Ideology is over

The civic internationalism of the mainstream Republicans is causing them to miss the massive window of opportunity being created by the immigration-driven shift to identity politics:

In this scruffy, high-desert town encircled by prairies and potato farms, Sen. Cory Gardner drew shouts of approval last week for his message that Democrats are shoving the country toward socialism.

“That’s not what government is or what it should be,” he told about 200 Alamosa County Republicans at a barbecue fundraiser in a National Guard armory. “We have to stand up and fight. Are you going to join me in this fight?”

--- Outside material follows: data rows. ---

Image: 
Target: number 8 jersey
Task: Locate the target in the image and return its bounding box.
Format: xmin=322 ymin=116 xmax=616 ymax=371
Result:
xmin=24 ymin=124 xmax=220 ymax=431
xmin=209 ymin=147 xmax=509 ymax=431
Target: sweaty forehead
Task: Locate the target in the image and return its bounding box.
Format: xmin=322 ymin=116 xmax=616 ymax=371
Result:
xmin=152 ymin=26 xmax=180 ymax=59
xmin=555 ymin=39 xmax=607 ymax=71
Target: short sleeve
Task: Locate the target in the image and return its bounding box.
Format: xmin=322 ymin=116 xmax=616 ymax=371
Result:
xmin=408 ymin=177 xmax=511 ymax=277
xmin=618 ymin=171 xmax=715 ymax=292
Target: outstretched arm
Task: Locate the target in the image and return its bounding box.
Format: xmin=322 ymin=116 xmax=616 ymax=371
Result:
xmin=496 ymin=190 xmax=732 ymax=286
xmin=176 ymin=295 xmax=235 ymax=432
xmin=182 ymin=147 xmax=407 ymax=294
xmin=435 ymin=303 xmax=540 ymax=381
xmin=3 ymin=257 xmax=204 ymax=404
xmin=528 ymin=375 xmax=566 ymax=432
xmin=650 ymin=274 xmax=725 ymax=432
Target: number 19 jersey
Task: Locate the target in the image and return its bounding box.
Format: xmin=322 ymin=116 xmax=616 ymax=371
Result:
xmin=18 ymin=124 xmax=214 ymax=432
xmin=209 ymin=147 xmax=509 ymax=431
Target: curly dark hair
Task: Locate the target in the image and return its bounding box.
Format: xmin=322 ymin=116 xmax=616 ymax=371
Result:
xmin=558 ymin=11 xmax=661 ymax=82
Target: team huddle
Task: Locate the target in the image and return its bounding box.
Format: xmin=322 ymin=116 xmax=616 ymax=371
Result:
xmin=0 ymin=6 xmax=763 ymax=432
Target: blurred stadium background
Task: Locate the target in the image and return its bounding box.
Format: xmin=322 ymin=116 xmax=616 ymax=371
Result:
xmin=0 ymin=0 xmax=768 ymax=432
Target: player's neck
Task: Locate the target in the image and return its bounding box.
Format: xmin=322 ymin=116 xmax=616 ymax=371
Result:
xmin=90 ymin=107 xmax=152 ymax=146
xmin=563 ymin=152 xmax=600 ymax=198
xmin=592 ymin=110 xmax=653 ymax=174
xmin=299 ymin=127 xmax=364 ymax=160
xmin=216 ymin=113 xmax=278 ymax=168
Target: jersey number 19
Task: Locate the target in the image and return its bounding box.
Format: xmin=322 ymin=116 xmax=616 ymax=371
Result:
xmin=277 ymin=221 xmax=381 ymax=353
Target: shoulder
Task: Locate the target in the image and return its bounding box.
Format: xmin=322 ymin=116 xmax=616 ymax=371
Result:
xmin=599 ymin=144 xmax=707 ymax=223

For Gardner and other Republicans making the same pitch , including President Donald Trump and Senate Majority Leader Mitch McConnell, the key question is whether it will attract moderate voters, not just their conservative stalwarts. Based on interviews with over three dozen Coloradans last week from Denver’s suburbs south to this town in the flat San Luis Valley, the argument has yet to take root, though the GOP has 18 months to sell it before Election Day 2020.

Few volunteered a drift toward socialism as a major worry, with health care and living costs cited far more frequently. Several said capitalism was too embedded in the U.S. to be truly threatened and Republicans were using socialism to stir unease with Democrats by raising the specter of the old, repressive Soviet Union and today’s chaotic Venezuela.